Je me souviens des cyprès.

C'était les mêmes qu'en Toscane, mais avec une coupe communiste, massive et cubique. Des dizaines d'arbres qui se mélangeaient pour former des murs droits, de cinq mètres de haut. Un nuancier de couleurs alcoolisées, aux teintes vert absinthe, vert anis et vert chartreuse, qui encerclait la maison. Le moindre espace entre les branches formait un refuge pour araignées, ballons égarés, enfants peinés ou joueurs cache-cachés. Mais quand d'autres ont acheté notre maison, ils ont déraciné les cyprès, ils ont rasés des décennies de croissance et de souvenirs d'enfance, ils n'ont rien compris. Nous, nous les aurions laissé grandir encore des dizaines de mètres, jusqu'à ce qu'ils plient en touchant le ciel. Et de là-haut, après une heure à se faufiler le long des troncs, nous aurions admiré la couleur vert asperge des champs de blé avant qu'elle ne vire au jaune, et la couleur vert poireau des champs d'artichauts avant qu'elle ne vire au violet.

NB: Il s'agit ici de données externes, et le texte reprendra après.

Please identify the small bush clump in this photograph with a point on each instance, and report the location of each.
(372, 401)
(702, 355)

Je me souviens de la rivière.

Son eau cristalline, son gravier jaune claire, les branches des arbres du bois penchées comme si elles voulaient se rafraîchir. Leurs reflets, mélangés à celui du bleu du ciel sur ce ruisseau tranquille, faisaient scintiller à la surface les verts sapin, les verts tilleul, les verts mélèze. Une superposition de filtres flottants aux éclats de soleil. Nous lâchions nos vélos dans l'herbe haute, enlevions nos chaussures et chaussettes, retroussions nos pantalons, posions un pied puis l'autre dans ce glaçon liquide. Nous dérangions le calme de la rivière et des libellules, qui préféraient s'éloigner le temps d'un bonheur d'enfant. Les barquettes de beurre Président nettoyées à l'eau naturelle, nous y fixions pics à brochette et feuilles de Sopalin, hissions la voile. Pieds et mains gelés en plein été, nous restions figés à regarder nos bateaux s'éloigner sous la haie d'honneur des châtaigniers. Nous les retrouverions plus tard le long du sentier, plantés dans un radeau de branches mortes en route vers leur paradis.

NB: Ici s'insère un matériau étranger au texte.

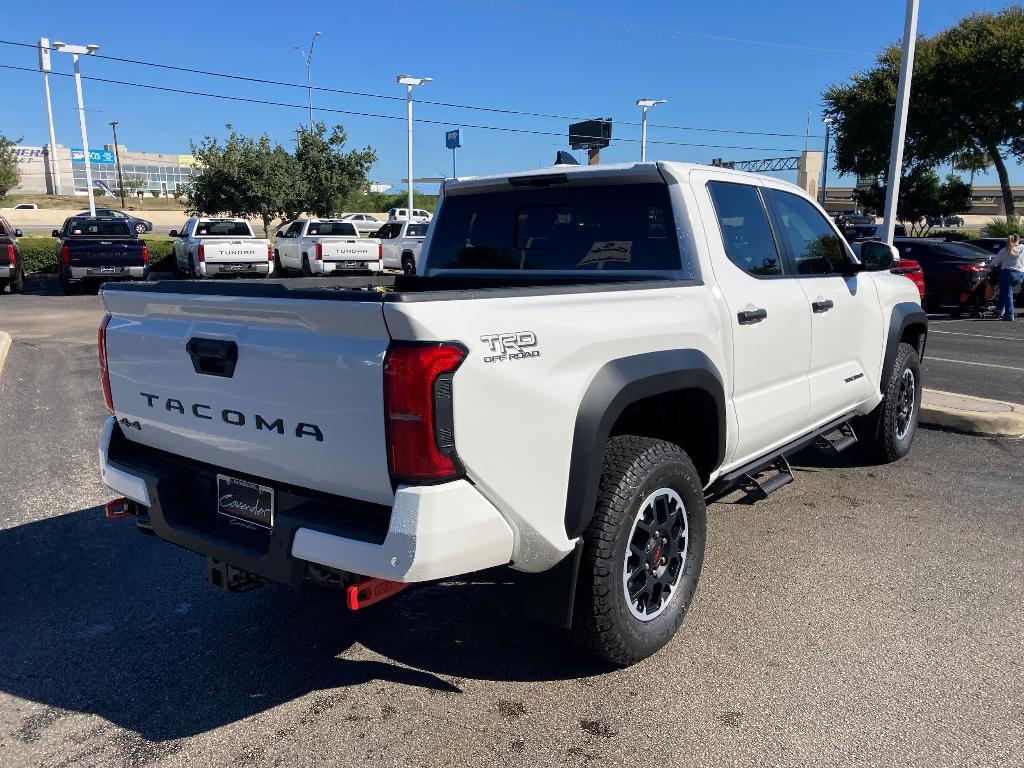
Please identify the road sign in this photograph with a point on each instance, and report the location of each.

Je me souviens du champ de maïs*.

Des rangées de fusées dont nous suivions l'assemblage depuis la capucine de nos chambres, comme un indicateur de l'avancée des grandes vacances. Quand elles étaient définitivement plus grandes que nous, c'était l'heure de faire le cartable pour la rentrée. Mais avant cela, le champ était un terrain de jeu, un labyrinthe géant où toutes les routes, au cas où, menaient à un endroit du quartier. Quand nous y étions, nous nous imaginions dans Chérie, j'ai rétréci les gosses, minuscules devant ces tiges et ces vagues vert pomme, à la peau rugueuse et à la tête chevelue. Nous arrachions des épis juste avant la récolte, juste avant le défilé de moissonneuses-batteuses qui ne laissaient sur la route aucun espace, même pas au Peugeot 103 du frangin. Même à pieds, il fallait trouver un endroit où se garer. Quand maman nous appelait dehors pour rentrer manger, nous jetions nos épis volés par dessus la haie pour ne pas être grondés, et nous étions heureux de retrouve quelques secondes plus tard les grains de Géant Vert dans la salade de riz.

Quand la réalité devient insaisissable,
il est important de garder la main sur les souvenirs.